家族の安全を確保したいなら平板載荷試験を行なうべき

信頼性高い地盤調査

工事現場

業者によって技術力に差

住宅の耐震強度は建築方法や構造によって決まるように考えられがちですが、土地の地盤強度も大きな影響を及ぼしています。どれだけ耐震性の高い建築方法を採用しても、地盤が軟弱だと地震の揺れが大きく伝わるため住宅へのダメージが大きくなるのです。そのため住宅を新築する際には、事前に土地の地盤強度を測定する地盤調査が欠かせません。調査の結果軟弱地盤と判明しても、改良工事を実施することによって克服は十分に可能です。地盤調査にはスウェーデン式サウンディング試験や表面波探査法・ボーリング調査など多くの方法がありますが、中でも地盤に直接荷重をかけて測定する平板載荷試験は信頼性の高い手法です。平板載荷試験は道路の舗装工事やプレハブ・擁壁を設置する際の地盤調査としても多く採用されています。地盤調査を行う業者の大半は平板載荷試験に対応していますが、実施方法は業者によって違いが見られ、技術力も業者間で差があります。
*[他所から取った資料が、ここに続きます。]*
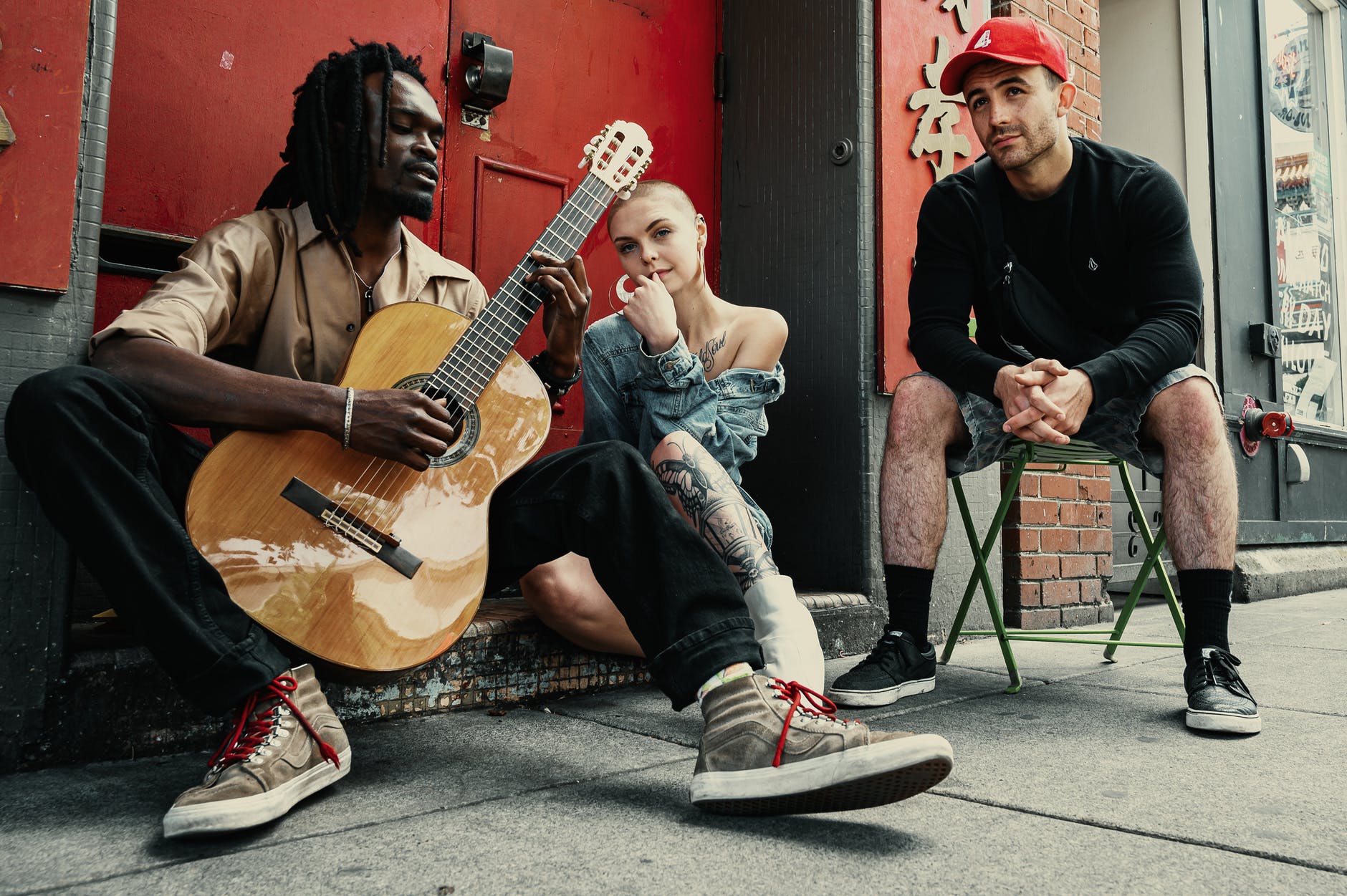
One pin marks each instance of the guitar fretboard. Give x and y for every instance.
(479, 353)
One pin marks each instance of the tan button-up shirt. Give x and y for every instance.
(269, 290)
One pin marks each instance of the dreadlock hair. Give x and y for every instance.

平板載荷試験を実施する際にはまず基礎を設置する面まで地面を掘削し、直径300mm以上の鋼製円盤がその面に設置されます。ジャッキと支柱を使ってこの載荷板に重機で荷重をかけ、ダイヤルゲージ等で沈下量を測定していくのです。作業に当たって安全性が最優先されるのは言うまでもありませんが、その上で正確な地盤反力係数や極限支持力を求めるには高い技術力を要します。地盤調査を行う業者に平板載荷試験を依頼する場合は、できるだけ大きいサイズの載荷板が使える業者を選んだ方が有利です。平板載荷試験で測定できる地盤強度は、載荷板の直径の2倍程度の深さまでと言われています。技術力の確かな業者ほど平板載荷試験に際して大きいサイズの載荷板を設置できるため、正確な地盤強度の数値が得られるのです。大地震でも大きな被害を受けない安全な住宅は、このように事前の万全な地盤調査を実施した上で建てられています。